I drew up an idea for Secret Garden for the Birds – a garden design that incorporated human sized nests to encourage people to think about the plight of birds (not just bird flu, but decline in habitat) and to compare that with our own experiences. The steel nest structures were designed to be ‘dressed’ – their covering or decoration changed, added to or taken away. This design gathered dust for a few years before I adapted it for the 2013 Hampton Court Flower Show as garden called Home Spun – the concept being the ‘nesting instinct’ – how humans choose to create unique structures and call them home. The three nests were dressed in stone and turf, shingles made from recycled rubber and fabric panels.
After the show, one of the nests went to a hospital garden, whilst the other two were stored until I found a new home for them. I was delighted when Evenley Wood agreed to have them. I had visited Evenley Wood on several occasions, drawn to the unusual sight of colourful rhododendrons, azaleas and camellias (it was a real treat to see these plants flowering so prolifically and healthily in this area). It was the perfect location for the nests and an opportunity to experiment with a new set of materials. I chose to work with willow and wool and materials I found in the woodland. After the tightly designed and measured approach I employed for the Hampton Court dressing it has been great fun to weave on a large scale in a fairly intuitive way and without the restriction of a deadline. I forget how many hours I have spent in the woodland working with pre-soaked willow rods or gathering wind fallen branches. When the season has allowed I have also harvested colourful willow from the banks of the pool. Although my initial inspiration was bird’s nests, I have employed some traditional basketry techniques, which have been slower to execute on a large scale, but the contrast between the neatly woven and the random works well.

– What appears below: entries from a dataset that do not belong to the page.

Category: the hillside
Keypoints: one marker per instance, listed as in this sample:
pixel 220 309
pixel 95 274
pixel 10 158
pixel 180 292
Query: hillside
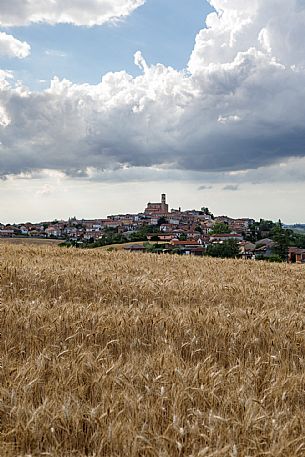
pixel 119 354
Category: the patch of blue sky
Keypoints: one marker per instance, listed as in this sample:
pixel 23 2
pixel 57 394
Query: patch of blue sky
pixel 163 30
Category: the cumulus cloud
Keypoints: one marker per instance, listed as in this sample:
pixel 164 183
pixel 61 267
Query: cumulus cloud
pixel 231 187
pixel 77 12
pixel 205 187
pixel 236 107
pixel 11 47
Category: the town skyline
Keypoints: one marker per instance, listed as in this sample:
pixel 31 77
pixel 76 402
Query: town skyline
pixel 171 209
pixel 102 104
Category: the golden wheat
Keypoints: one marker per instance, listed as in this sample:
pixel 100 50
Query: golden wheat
pixel 119 354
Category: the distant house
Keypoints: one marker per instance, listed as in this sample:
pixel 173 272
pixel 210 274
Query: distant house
pixel 220 237
pixel 7 233
pixel 264 247
pixel 246 250
pixel 135 248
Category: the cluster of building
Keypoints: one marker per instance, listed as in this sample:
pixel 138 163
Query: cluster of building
pixel 191 231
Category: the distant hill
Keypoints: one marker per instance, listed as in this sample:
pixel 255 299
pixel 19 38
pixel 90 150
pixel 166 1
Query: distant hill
pixel 298 228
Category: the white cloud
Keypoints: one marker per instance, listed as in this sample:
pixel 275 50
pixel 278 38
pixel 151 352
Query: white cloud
pixel 77 12
pixel 237 107
pixel 11 47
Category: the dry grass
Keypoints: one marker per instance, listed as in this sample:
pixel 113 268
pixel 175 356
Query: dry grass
pixel 119 354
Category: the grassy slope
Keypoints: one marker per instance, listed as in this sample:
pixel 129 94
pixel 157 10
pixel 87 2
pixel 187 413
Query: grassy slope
pixel 119 354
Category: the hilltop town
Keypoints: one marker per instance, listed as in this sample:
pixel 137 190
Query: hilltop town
pixel 193 232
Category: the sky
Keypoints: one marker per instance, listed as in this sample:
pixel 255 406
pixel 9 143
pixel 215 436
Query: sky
pixel 104 105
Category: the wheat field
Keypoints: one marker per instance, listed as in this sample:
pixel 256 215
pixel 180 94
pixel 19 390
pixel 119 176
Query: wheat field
pixel 119 354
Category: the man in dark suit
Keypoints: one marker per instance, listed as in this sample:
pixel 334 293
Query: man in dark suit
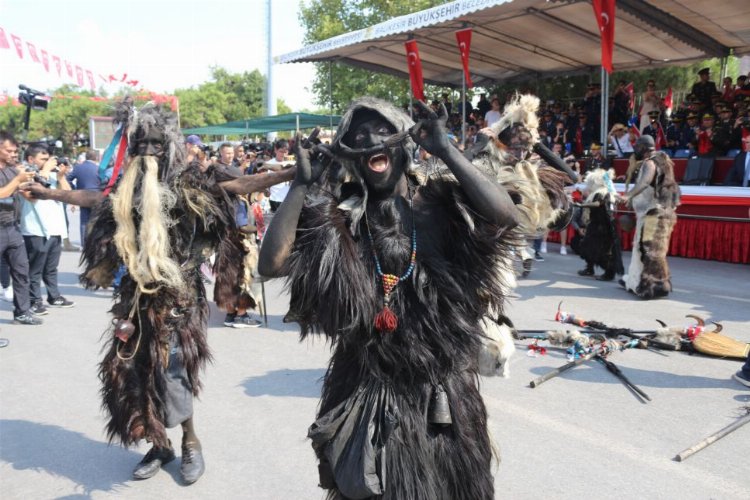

The nests will remain at Evenley for the foreseeable future and for now I will continue to add material, whilst nature gently removes it (the wool has been plucked and tugged loose, branches and willow rods become brittle and break over time). At some point no doubt, the time will come to strip the structures bare and begin again with a new approach, perhaps in contrast to the surroundings or reflecting a different relationship with our environment and the rhythm of the seasons. The bare steel structures have a beauty of their own, now that the metal has rusted and started its journey of decay. It would be fitting to reveal these over the winter months before embellishing the structures again as the weather warms and spring returns with its own cloth of green.